Interesting article in the latest Economist about bears and their usefulness to the market. It first describes the asymmetrical outcomes the poor unloved bears usually face:
Nobody loves a party-pooper. When asset prices are going up, most people are inclined to celebrate. The bears who argue that asset prices are about to fall tend to get dismissed as out of touch (dotcom skeptics supposedly “just didn’t get it”) or are likened to stopped clocks: occasionally right, but mostly wrong. If they dare to make money out of their beliefs by selling short (betting on falling prices) when a crisis hits, bears are decried as economic vandals and politicians call for their activities to be banned.
It then tells us about how useful bears are and how they should be nurtured instead of ridiculed during good times and despised during bad times:
Legend has it that Roman generals, when making their triumphal marches, were followed by a slave whispering “Remember, you are mortal.” The bears play that role for investors. Their arguments should be countered with reason, not ridicule. And the right to sell short should not be restricted arbitrarily. If regulators want to prevent future bubbles, they need to let the bears roam as freely as possible.

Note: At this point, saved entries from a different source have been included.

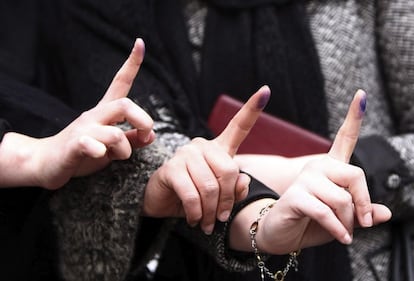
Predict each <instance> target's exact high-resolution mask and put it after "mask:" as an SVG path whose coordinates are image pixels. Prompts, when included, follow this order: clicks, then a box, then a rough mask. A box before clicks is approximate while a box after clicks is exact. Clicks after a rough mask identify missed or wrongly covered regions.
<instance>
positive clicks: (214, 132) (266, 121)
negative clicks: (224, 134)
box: [208, 95, 331, 157]
mask: <svg viewBox="0 0 414 281" xmlns="http://www.w3.org/2000/svg"><path fill="white" fill-rule="evenodd" d="M242 106H243V103H241V102H240V101H238V100H236V99H234V98H232V97H230V96H227V95H221V96H220V97H219V98H218V100H217V101H216V104H215V105H214V107H213V110H212V111H211V113H210V116H209V120H208V126H209V128H210V129H211V130H212V132H213V134H215V135H216V136H217V135H218V134H220V133H221V131H223V129H224V128H225V127H226V126H227V123H228V122H229V121H230V120H231V118H232V117H233V116H234V115H235V114H236V113H237V111H238V110H239V109H240V108H241V107H242ZM330 147H331V141H329V140H327V139H325V138H323V137H321V136H319V135H317V134H315V133H313V132H310V131H308V130H305V129H303V128H301V127H298V126H296V125H294V124H292V123H289V122H287V121H285V120H282V119H280V118H277V117H275V116H272V115H270V114H267V113H264V112H263V113H261V115H260V117H259V119H258V120H257V122H256V124H255V126H254V127H253V128H252V130H251V131H250V134H249V135H248V136H247V137H246V139H245V140H244V142H243V143H242V144H241V146H240V148H239V150H238V153H260V154H277V155H282V156H286V157H295V156H302V155H308V154H315V153H326V152H328V151H329V148H330Z"/></svg>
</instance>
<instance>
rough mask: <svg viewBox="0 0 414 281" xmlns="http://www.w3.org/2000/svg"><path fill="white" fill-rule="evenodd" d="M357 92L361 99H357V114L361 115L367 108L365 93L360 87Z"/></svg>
mask: <svg viewBox="0 0 414 281" xmlns="http://www.w3.org/2000/svg"><path fill="white" fill-rule="evenodd" d="M357 93H358V94H359V95H361V99H360V100H359V116H360V117H363V116H364V114H365V111H366V109H367V94H366V92H365V91H364V90H361V89H359V90H358V91H357Z"/></svg>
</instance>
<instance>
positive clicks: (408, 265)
mask: <svg viewBox="0 0 414 281" xmlns="http://www.w3.org/2000/svg"><path fill="white" fill-rule="evenodd" d="M390 268H391V272H390V281H406V280H407V281H411V280H414V223H413V222H404V223H401V222H393V224H392V262H391V266H390Z"/></svg>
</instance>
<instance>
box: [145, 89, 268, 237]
mask: <svg viewBox="0 0 414 281" xmlns="http://www.w3.org/2000/svg"><path fill="white" fill-rule="evenodd" d="M269 97H270V89H269V88H268V87H267V86H263V87H262V88H260V89H259V90H258V91H257V92H256V93H255V94H254V95H252V97H251V98H250V99H249V100H248V101H247V102H246V104H245V105H244V106H243V107H242V108H241V109H240V111H239V112H238V113H237V114H236V115H235V116H234V117H233V119H232V120H231V121H230V122H229V124H228V125H227V127H226V128H225V129H224V131H223V132H222V133H221V134H220V135H219V136H218V137H216V138H215V139H213V140H206V139H203V138H195V139H193V140H192V141H191V142H190V143H189V144H187V145H184V146H182V147H180V148H179V149H177V151H176V153H175V155H174V156H173V157H172V158H171V159H170V160H169V161H167V162H166V163H164V164H163V165H162V166H161V167H160V168H159V169H158V170H157V171H156V172H155V173H154V174H153V175H152V176H151V178H150V180H149V182H148V184H147V187H146V192H145V199H144V214H145V215H148V216H152V217H168V216H180V217H181V216H185V217H186V219H187V222H188V224H190V225H193V226H194V225H196V224H200V227H201V228H202V230H203V231H204V232H205V233H206V234H211V233H212V232H213V229H214V225H215V222H216V220H220V221H223V222H224V221H227V219H228V217H229V215H230V213H231V210H232V208H233V205H234V202H235V201H238V200H241V199H243V198H244V197H245V196H246V194H247V192H248V185H249V181H250V178H249V177H248V176H247V175H245V174H242V173H240V170H239V166H238V165H237V163H236V162H235V161H234V159H233V156H234V155H235V154H236V152H237V149H238V147H239V146H240V144H241V143H242V141H243V140H244V139H245V137H246V136H247V134H248V133H249V131H250V129H251V128H252V127H253V125H254V124H255V122H256V120H257V118H258V117H259V115H260V113H261V112H262V110H263V108H264V107H265V105H266V104H267V102H268V100H269Z"/></svg>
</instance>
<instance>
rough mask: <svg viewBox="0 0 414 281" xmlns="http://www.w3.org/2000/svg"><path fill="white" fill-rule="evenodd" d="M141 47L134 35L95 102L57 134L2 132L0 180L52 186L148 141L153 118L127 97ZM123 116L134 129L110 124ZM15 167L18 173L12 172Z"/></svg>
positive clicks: (142, 41)
mask: <svg viewBox="0 0 414 281" xmlns="http://www.w3.org/2000/svg"><path fill="white" fill-rule="evenodd" d="M144 48H145V47H144V42H143V41H142V40H141V39H137V40H136V42H135V44H134V47H133V49H132V51H131V53H130V56H129V57H128V59H127V60H126V61H125V63H124V64H123V65H122V67H121V68H120V69H119V71H118V73H117V74H116V75H115V77H114V79H113V81H112V83H111V85H110V86H109V88H108V90H107V92H106V93H105V95H104V96H103V98H102V99H101V100H100V101H99V103H98V104H97V105H96V106H95V107H94V108H92V109H90V110H88V111H86V112H84V113H82V114H81V115H80V116H79V117H78V118H77V119H76V120H74V121H73V122H72V123H71V124H69V125H68V126H67V127H66V128H65V129H63V130H62V131H61V132H59V133H58V134H56V135H54V136H51V137H47V138H42V139H36V138H31V137H28V136H24V135H21V134H17V133H7V134H6V135H5V136H4V138H3V141H2V142H1V145H0V155H2V158H3V159H8V163H5V164H4V165H1V164H0V168H1V169H0V170H3V172H4V173H2V175H1V177H2V184H1V185H2V186H41V187H45V188H48V189H56V188H59V187H61V186H62V185H64V184H65V183H66V182H67V181H68V180H69V179H70V178H71V177H73V176H83V175H86V174H90V173H93V172H95V171H97V170H100V169H102V168H103V167H105V166H106V165H107V164H109V163H110V161H111V160H115V159H116V160H122V159H127V158H128V157H130V155H131V153H132V149H133V148H136V147H141V146H144V145H147V144H150V143H151V142H152V141H153V140H154V139H155V133H154V132H153V130H152V126H153V120H152V119H151V117H150V116H149V115H148V114H147V113H146V112H145V111H144V110H142V109H141V108H140V107H139V106H138V105H136V104H135V103H134V102H132V101H131V100H130V99H128V98H127V95H128V92H129V90H130V88H131V86H132V83H133V81H134V79H135V77H136V75H137V73H138V71H139V68H140V65H141V63H142V61H143V57H144ZM125 120H127V121H128V122H129V123H130V124H131V125H132V127H133V128H134V129H132V130H129V131H126V132H124V131H122V130H121V129H120V128H118V127H116V126H114V124H116V123H119V122H123V121H125ZM3 168H4V169H3ZM16 170H17V171H18V176H17V175H16V176H14V177H13V174H15V173H16V172H13V171H16ZM7 173H8V174H7ZM3 179H4V180H3Z"/></svg>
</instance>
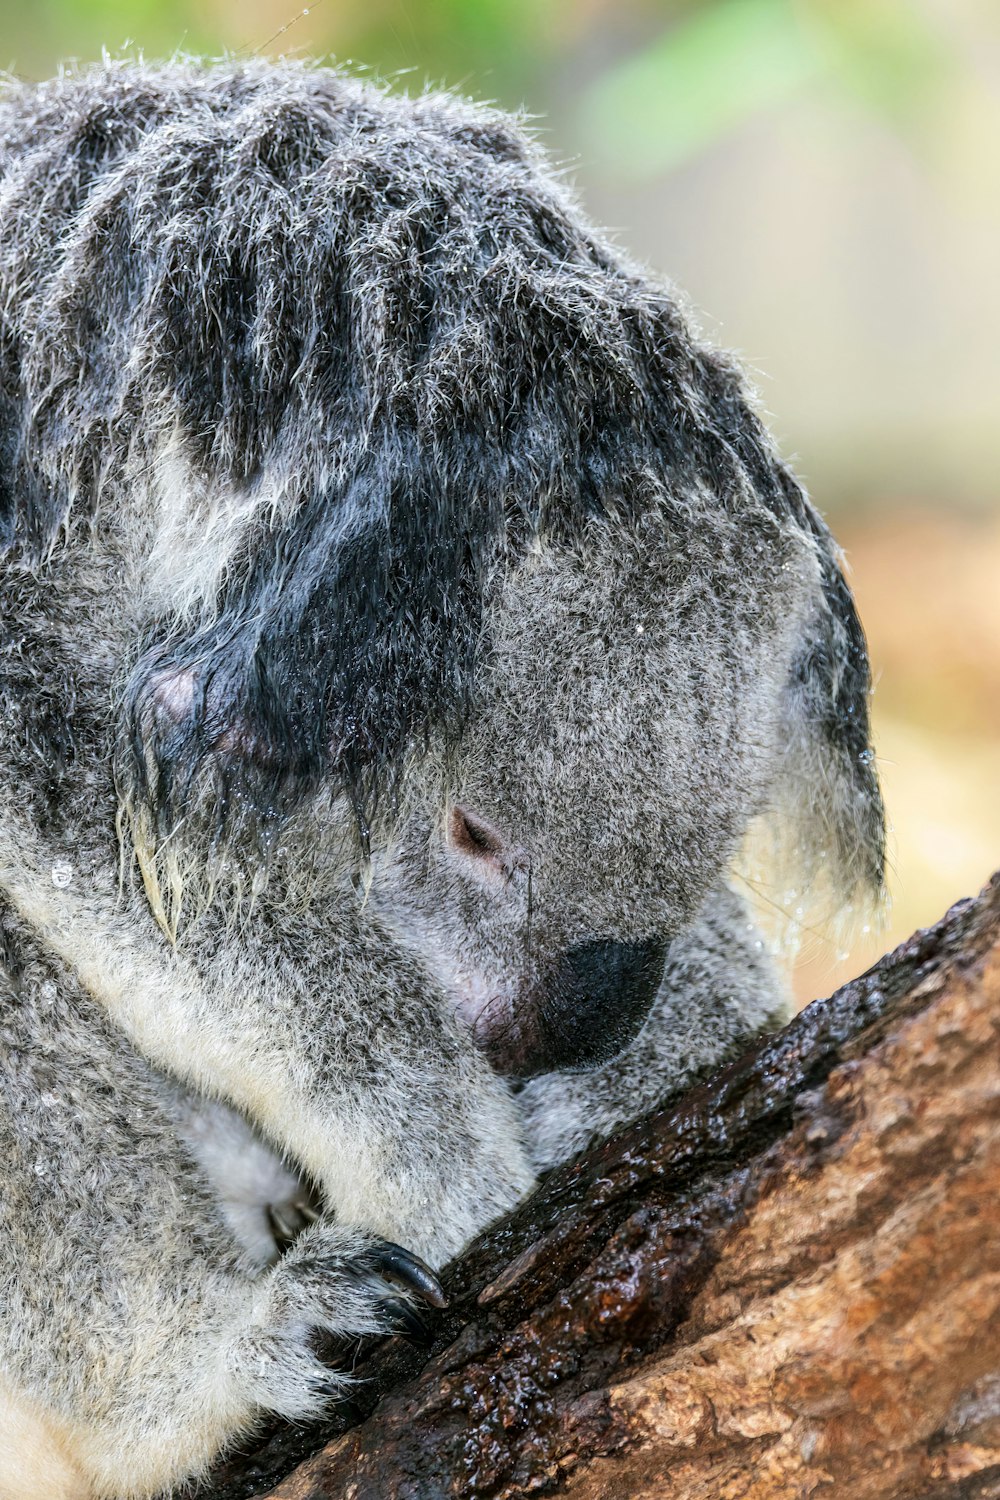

Besides being slightly condescending (bears are there to remind bulls that they're not gods!?), there's a problem with this line of reasoning. Indeed, some people might argue that undercapitalized bears (and most bears are undercapitalized after an extended bull market) prolong bubbles by selling too early and buying too late, providing the short-covering fuel for yet another lunge higher. As everybody knows, it's only when the last bear turns bullish that the bubble finally bursts.